Some projects take longer than others.
Different cities have different cultures.
I think everyone will agree to those two statements, and I, too, would’ve agreed when we started the Bob Cat Run project more than a year ago. I just didn’t realize how much the second statement could affect the first.
When we purchased Bob Cat Run in September of 2014, everything looked great on paper. We approached it from the standpoint of a homestead flip for Sue Ann and me. (I’ll explain the concept of homestead flipping in a future blog post. For now, the important consideration is that we planned to make Bob Cat our primary residence for at least two years.)
There was only one small problem. One small corner of the house protruded into the utility easement, and the back porches overhung it.
This killer view from the main (upper) wrap-around porch is one of the reasons we know we will eventually have a winner.
Everywhere else I’ve worked, this would not be a big deal for a house that was built in the 1980s and stood vacant for more than a decade, especially since it was built in an unincorporated area. Most county inspectors (where they exist at all) would simply have noted the encroachment on the paperwork, and we would have moved on. At worst, we would have paid some kind of “fee” or “fine,” and that would have been the end of the problem. I have never seen this kind of problem take longer than a few weeks and a couple of thousand dollars to work around.
The real problem started when the City of Austin annexed the subdivision. It got much worse when Austin implemented a Geographic Information System (GIS) a few years back. As one city employee put it, “Until then, we knew that these problems existed, but we didn’t have a way to track them. Now, we have to do something about it.”

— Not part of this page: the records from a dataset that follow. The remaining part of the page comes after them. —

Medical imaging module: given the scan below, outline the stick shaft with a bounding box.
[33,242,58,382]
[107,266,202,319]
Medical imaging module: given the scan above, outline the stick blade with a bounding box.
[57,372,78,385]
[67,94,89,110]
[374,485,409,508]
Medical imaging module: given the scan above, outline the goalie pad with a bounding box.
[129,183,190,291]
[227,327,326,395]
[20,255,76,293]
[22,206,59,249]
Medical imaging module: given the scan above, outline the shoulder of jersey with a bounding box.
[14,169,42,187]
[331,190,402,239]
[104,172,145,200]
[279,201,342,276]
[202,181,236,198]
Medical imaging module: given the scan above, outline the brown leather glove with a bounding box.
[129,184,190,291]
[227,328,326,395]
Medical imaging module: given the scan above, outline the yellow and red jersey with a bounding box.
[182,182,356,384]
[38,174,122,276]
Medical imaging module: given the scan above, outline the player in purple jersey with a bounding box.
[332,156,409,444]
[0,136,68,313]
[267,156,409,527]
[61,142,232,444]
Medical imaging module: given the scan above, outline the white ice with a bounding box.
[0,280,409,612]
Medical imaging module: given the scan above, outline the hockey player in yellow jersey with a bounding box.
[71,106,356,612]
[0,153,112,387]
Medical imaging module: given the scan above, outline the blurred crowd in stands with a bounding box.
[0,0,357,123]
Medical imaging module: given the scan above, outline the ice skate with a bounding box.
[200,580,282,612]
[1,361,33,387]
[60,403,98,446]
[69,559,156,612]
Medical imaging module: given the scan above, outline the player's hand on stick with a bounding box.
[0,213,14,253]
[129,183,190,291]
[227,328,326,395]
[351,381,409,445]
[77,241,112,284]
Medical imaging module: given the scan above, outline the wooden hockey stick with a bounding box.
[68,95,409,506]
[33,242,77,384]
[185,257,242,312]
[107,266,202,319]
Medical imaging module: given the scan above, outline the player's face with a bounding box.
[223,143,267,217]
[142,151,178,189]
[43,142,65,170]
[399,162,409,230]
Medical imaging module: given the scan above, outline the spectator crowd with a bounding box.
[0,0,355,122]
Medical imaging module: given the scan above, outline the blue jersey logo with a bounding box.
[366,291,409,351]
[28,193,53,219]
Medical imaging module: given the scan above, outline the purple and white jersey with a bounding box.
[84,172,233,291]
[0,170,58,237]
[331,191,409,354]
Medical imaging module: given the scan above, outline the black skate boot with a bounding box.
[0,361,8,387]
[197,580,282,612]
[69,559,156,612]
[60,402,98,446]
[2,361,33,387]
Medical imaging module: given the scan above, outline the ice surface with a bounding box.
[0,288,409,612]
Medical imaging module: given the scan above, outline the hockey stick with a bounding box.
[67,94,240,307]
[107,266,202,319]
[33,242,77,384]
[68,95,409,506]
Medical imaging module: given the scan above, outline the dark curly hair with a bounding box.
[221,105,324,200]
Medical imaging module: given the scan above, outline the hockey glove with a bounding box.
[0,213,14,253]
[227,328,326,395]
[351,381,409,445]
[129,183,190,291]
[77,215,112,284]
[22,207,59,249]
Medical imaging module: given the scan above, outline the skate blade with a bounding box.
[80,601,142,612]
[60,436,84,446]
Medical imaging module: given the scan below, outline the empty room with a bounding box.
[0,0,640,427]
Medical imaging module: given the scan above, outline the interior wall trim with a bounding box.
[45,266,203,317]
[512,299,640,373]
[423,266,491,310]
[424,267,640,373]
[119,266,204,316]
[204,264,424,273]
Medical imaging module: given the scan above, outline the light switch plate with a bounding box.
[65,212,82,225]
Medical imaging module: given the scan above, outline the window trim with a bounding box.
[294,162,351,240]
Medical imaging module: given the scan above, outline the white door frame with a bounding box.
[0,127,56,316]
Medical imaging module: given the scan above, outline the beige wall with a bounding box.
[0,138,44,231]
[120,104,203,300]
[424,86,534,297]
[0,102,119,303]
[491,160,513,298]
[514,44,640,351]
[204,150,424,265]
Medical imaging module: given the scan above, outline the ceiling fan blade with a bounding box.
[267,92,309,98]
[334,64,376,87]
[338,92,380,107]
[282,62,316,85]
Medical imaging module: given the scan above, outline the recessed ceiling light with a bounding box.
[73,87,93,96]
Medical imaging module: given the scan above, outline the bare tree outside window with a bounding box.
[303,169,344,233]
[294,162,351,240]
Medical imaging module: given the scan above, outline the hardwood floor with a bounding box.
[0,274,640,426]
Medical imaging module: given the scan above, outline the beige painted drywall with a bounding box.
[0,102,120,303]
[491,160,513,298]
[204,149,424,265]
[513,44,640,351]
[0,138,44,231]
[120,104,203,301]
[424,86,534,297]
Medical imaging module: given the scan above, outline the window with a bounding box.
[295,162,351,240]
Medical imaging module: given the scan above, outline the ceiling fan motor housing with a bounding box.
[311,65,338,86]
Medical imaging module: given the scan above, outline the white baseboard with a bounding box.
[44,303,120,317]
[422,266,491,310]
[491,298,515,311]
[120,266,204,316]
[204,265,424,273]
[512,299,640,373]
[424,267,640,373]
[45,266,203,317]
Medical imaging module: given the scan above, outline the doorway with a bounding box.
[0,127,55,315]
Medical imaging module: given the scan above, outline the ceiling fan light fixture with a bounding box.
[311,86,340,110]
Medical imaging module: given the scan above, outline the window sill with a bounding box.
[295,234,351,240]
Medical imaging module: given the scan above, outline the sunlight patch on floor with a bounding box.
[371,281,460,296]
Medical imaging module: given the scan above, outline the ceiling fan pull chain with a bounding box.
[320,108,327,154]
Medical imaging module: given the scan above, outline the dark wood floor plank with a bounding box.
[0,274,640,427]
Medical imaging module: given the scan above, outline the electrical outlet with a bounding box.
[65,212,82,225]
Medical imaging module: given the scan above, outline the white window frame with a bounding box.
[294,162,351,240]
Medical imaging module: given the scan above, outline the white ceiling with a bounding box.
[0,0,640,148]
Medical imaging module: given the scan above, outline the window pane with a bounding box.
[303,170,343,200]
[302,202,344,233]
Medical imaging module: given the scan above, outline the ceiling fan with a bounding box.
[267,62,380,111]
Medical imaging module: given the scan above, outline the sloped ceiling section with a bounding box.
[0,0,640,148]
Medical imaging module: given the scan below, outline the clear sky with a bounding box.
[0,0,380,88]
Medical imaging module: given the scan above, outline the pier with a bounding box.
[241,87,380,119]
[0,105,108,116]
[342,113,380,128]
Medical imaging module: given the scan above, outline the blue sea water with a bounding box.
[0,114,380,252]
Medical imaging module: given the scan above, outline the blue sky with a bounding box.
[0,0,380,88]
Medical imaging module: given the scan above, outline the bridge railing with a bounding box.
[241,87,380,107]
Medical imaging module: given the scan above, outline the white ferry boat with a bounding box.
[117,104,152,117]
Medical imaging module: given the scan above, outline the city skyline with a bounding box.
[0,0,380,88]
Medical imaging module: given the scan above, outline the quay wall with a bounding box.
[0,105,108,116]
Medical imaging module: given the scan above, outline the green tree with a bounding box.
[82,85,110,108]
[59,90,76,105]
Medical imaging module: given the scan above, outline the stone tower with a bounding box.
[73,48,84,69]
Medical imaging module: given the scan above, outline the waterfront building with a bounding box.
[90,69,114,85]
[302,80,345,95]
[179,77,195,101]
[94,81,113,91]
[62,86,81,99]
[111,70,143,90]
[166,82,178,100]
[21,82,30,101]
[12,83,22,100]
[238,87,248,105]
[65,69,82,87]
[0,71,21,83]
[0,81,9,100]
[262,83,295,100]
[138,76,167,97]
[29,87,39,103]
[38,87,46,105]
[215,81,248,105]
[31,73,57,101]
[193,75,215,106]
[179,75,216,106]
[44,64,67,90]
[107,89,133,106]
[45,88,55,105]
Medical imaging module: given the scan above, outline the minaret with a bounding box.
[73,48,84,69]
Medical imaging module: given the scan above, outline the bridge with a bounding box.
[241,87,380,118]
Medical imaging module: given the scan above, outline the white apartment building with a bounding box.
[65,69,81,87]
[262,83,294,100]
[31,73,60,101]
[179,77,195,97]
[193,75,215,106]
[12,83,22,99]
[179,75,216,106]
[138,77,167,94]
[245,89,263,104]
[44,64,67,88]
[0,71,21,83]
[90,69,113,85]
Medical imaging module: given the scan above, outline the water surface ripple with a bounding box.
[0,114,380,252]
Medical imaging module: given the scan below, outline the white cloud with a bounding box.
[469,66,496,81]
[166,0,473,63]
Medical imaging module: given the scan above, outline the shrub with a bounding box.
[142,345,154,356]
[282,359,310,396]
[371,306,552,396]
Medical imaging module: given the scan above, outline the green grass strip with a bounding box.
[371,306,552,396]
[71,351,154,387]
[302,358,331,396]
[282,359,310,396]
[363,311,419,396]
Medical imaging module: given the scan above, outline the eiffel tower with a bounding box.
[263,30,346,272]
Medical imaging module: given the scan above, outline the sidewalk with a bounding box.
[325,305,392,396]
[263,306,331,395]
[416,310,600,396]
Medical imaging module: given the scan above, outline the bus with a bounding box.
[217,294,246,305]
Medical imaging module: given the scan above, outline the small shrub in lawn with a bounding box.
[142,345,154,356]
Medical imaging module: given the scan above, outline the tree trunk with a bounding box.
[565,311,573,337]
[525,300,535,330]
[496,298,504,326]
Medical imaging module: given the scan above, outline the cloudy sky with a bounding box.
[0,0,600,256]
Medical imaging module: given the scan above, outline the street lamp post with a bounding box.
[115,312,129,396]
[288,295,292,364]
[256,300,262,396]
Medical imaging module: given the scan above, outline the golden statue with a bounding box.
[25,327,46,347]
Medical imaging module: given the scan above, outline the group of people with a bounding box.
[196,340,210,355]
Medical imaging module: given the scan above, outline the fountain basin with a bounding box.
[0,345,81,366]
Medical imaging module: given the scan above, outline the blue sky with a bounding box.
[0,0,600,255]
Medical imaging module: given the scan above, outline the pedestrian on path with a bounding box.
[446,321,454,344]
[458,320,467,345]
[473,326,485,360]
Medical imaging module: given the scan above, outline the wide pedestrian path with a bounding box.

Well, when a city decides it has to “do something about it,” havoc ensues. The easement “belongs to” 13 separate city departments. Twelve of them looked at the degree of encroachment, not even enough for a closet, and agreed with us that it was no big deal. The water department, however, went into a tizzy and stopped the permitting progress. We have been negotiating with the city ever since. In the interim, we have accrued more than $12,000 in additional holding costs, almost all of it in city taxes. We were literally paying them to screw us over. And let’s not even think about opportunity costs.
A city manager who is part of this process explained it thus, “We know of thousands of people in the same boat as you are. You are just the first ones who have gone all the way through the process legally to enable us to develop a procedure for handling it.” Great. No good deed goes unpunished.
But, in the gripping hand, my dad used to say, “If it was easy, everybody would do it.” Persistence really does pay off...eventually.
The good news is that yesterday, we signed paperwork with the city that should bring this nightmare to an end. I would like to thank the team at the city who have been working with us to resolve this issue. I hope I will soon be reporting on the progress we’re making on Bob Cat.